As such it was produced and shipped in vast quantities, I've seen boxful's of these with dealers over the years, boxful's - there are a couple of boxful's on evilBay tonight.

Worth a side-collection of their own, due to figure variation (nationality/plastic colour, early/late heads, headdress, mould differences) and the number of different parachute designs that they were issued with*.

You do still find them for sale occasionally, in smaller rural general stores out in the 'Shires', away from the cities, where they haven't been snapped-up by holidaying dealers, that is, to be shoved on feeBay for ten times what they were asking in the backwater store!
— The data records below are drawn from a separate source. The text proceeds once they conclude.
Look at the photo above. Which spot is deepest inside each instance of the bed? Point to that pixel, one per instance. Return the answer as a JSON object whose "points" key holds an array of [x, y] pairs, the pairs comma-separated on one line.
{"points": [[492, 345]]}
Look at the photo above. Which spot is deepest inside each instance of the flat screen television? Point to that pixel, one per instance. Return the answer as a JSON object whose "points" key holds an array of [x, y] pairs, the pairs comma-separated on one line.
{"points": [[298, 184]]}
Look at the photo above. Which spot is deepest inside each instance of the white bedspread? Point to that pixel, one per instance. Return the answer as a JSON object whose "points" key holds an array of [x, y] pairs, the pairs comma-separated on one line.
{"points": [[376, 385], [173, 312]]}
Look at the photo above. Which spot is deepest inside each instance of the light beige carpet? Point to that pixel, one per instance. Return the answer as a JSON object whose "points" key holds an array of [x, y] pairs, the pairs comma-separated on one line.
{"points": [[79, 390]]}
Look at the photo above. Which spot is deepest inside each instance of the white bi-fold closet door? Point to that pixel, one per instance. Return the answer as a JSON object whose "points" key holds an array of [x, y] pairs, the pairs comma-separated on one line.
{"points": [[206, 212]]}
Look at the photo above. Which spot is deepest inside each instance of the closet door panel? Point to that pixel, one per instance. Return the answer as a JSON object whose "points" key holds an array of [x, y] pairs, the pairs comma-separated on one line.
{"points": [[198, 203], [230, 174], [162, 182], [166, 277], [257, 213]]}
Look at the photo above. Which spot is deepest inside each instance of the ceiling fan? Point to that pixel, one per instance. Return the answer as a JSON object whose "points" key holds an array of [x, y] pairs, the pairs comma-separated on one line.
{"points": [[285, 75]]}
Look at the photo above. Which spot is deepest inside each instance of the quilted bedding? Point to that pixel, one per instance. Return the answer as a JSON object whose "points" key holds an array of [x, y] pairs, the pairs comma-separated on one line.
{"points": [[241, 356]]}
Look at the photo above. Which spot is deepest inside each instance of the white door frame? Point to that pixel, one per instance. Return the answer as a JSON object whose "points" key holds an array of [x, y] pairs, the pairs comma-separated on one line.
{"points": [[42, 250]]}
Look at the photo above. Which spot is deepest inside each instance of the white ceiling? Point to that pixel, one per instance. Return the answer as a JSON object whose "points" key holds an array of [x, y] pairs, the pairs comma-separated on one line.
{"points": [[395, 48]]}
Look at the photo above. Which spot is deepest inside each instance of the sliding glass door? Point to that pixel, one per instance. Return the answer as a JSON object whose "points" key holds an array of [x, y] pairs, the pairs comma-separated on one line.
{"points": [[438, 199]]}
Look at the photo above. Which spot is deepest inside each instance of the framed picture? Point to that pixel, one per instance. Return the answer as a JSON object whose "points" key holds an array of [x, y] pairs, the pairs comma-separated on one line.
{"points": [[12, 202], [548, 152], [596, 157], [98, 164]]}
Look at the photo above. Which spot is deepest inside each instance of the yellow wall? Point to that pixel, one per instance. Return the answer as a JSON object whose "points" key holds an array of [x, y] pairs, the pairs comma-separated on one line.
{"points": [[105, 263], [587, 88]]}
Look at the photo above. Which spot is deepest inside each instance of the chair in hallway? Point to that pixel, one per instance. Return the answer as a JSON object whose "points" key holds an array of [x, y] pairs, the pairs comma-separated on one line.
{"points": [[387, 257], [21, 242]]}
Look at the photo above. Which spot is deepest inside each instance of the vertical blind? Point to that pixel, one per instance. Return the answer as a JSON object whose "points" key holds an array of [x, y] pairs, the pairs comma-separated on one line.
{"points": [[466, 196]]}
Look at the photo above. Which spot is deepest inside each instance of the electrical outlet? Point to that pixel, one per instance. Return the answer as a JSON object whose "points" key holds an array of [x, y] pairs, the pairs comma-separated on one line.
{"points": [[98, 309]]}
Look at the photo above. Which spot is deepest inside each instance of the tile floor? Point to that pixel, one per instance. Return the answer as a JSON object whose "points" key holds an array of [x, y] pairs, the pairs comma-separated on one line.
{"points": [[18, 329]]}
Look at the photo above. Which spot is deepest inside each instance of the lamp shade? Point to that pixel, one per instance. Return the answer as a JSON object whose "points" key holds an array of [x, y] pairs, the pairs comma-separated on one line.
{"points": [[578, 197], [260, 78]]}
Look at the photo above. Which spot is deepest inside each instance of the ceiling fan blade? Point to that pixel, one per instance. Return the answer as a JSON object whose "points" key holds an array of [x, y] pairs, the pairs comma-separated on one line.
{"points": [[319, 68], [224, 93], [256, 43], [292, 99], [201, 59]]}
While the final entry in tonight's round-up - BJ Toys Skydivers -are a modern take of the old Imperial Pooper-Troopers, being silicon-rubber caricatures. Currently available somewhere but I can't remember where - The Works maybe, they haven't been mentioned yet

This post has only scratched the surface of this subject, remember Action Man (GI Joe/Gyperman) came with a working parachute! Well worth a bash at collecting these if you're looking for a small-space collection that will cover different scales and materials, ephemerals and the odd big name!

* Off the top of my head...

- Black/white radiating stripes
- Black numbering on white (with lettering?)
- Black on clear radiating stripes
- Black on clear rings
- Black on clear ringed-chequerboard
- Blue/white radiating stripes
- Blue on clear radiating stripes
- Blue on clear rings
- All blue?
- Red on clear rings?
- Yellow/white radiating stripes
- Yellow numbering on white (with lettering?)
- All yellow?
- Khaki on clear radiating stripes
- Khaki on clear rings?
- Khaki on clear camouflage (large blobs)
- Khaki on clear camouflage (liner/string blobs)

That's up to a 'maybe' 17, can anyone confirm/add to the list?